Thank goodness that we found our way back to the topic.
Wasn't it about portraying brewers as haphazard, hectic, tight-@rse alkys?
From the article:
His discovery of boutique beer started when he accidentally bought an unusual dark beer
How in the hell do you accidentally buy a beer, especially a wrong beer. Oooh, I was so drunk, I think I stumbled into a bottlo and lost my spare change all over the floor. Then I woke up in the park with a brown bag with a brown bottle of brown ale...not even my regular brand. And someone stole my smokes. Oh dear!
I feel it's true that a lot of brewers get amazingly penny-pinching in a lot of ways. I see it here and in other places, too. I work in a public service job, and the people there are taught to be frugal with government funds and they start acting like its their own money. Very sad to see.
I feel that these journos, who would probably suck your toes for a free beer, let alone a decent homebrew, need to know the home brew credo.
I'm happy to state it here, right now...
It's all about the beer.
I didn't get that from reading the article.
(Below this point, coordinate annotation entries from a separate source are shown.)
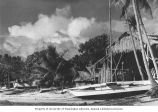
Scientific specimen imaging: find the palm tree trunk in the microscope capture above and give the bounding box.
[125,11,145,80]
[138,10,158,86]
[129,26,145,80]
[132,0,156,87]
[109,0,113,82]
The brewers may have mentioned it, but it didn't translate into the article.
I could see that there was encouragement to produce all types of beer, but the reader was led to think that it could all be done from tins and bits. Maybe it can...initially, until one's tastebuds become aware of all the flavours that they should expect. I've made plenty of good beer from tins and dry or liquid extract, and am happy to share the little info I recorded at the time. No anti K&K bias here, but maybe anti-KKK :lol:
I didn't read much about freshness in that article. Certainly, it could be added that home-beer is tastier because it's fresher than commercial, esp. imported beer. Maybe the freshness angle wasn't pushed because of previous comments about the featured brew shop.
It certainly appears to be entry-level article, being sold to neophytes; wanna-be beer-w@nkers; aspiring snobs, with an eye and a tongue for flavour and value for money. Obviously we wouldn't do it (make beer at home) if there was no pay-off in terms of cost vs taste. If we could buy better for less, why bother?
Maybe the article
was written years ago, like the tone of the brew books mentioned above. Obviously, there would be updates to include recent characters, although they also may have been mythical.
My overall opinion is that the author was attempting to de-yobbify the homebrew mystique. The article was probably a fantasy piece for many readers, because (let us not forget the newspaper and city of origin) the readers are probably likely to shell out $$ for expensive imports or go to the local and talk about "that homebrewing article".
This has been an unpaid, un-endorsed and unsolicited critique of the linked newspaper article by a homebrewer who believes in something or other. Apathy, maybe?